Does chatGPT regret what it says?
Last updated: Oct 2024 | Estimated read time: 4 min
TLDR
The way chatGPT was built (i.e: the transformer architecture) suggests that when it's starting to answer a prompt, it's unlikely to suddenly change direction along the way. This is a similar phenomena when someone asks you your opinion about X, you start answering something, but during your explanation you feel that what you say is partially wrong or it would have been better to say something else. However, you also feel that it would be a bit ridiculous to admit that what you just said wasn't the best answer you could give. The (partial) solution of this problem is to abuse of the temperature parameter, which defines the randomness in chatGPT's answers. This implies that, for a given prompt, it will answer different things and give us a better panel of the possible answers.
Foreword: how LLMs work?
For a more detailed explanation about language models, check this article.

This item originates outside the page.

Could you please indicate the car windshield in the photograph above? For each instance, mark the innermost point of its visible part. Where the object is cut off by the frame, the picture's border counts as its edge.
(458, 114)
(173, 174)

When using chatGPT on the official OpenAI website, you can see that its answers are coming word by word (or token by token to be specific). This isn't only a UI/UX decision by OpenAI but also the way chatGPT works. When it receives a prompt, chatGPT uses a probability distribution to determine the most likely word that should follow. For example, what's the most likely word, based on your experience: "I'm so hungry, I really [word]"? Personally, I'd say "need" or "want". Once it's done, the process continues again and again. This process is repeated iteratively, using the previous sequence as a new prompt, predicting the next word and continuing until the most likely word marks the end of the sequence.
It's essential to note that chatGPT works without access to the Internet or an external database. It relies solely on its past exposure to data to predict the most appropriate word at a given moment in the text.

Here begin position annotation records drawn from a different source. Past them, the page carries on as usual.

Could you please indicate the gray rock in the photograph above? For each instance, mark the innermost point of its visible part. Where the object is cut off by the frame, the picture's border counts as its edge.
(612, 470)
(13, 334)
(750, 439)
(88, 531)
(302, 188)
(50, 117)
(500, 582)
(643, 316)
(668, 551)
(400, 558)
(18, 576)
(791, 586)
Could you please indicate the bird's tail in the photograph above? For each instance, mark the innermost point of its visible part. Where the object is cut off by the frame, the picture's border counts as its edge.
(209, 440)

An example with programming
Don't worry, there are no programming prerequisites to understand this section.
You now understand the basic functioning of chatGPT. This way of "reasoning" implies that chatGPT may "lock" itself in a direction that is not optimal. In order to make it intuitive, we will talk about programming.
When coding, you regularly need to import packages. Packages are a group of functions, coded by other developers, that do stuff. The point behind using packages is that it makes you gain lots of time since you can use super useful functions without even knowing how they work. For example, if you want to create some charts with the Python programming language, you regularly use the Matplotlib package since it has a lot of tools, very easy to use, that create very customizable charts. You can also use the Seaborn package, similar and related to Matplotlib, but with some different features. One last detail about packages is that generally a code looks like this: you first "call" the package, and then you write your code.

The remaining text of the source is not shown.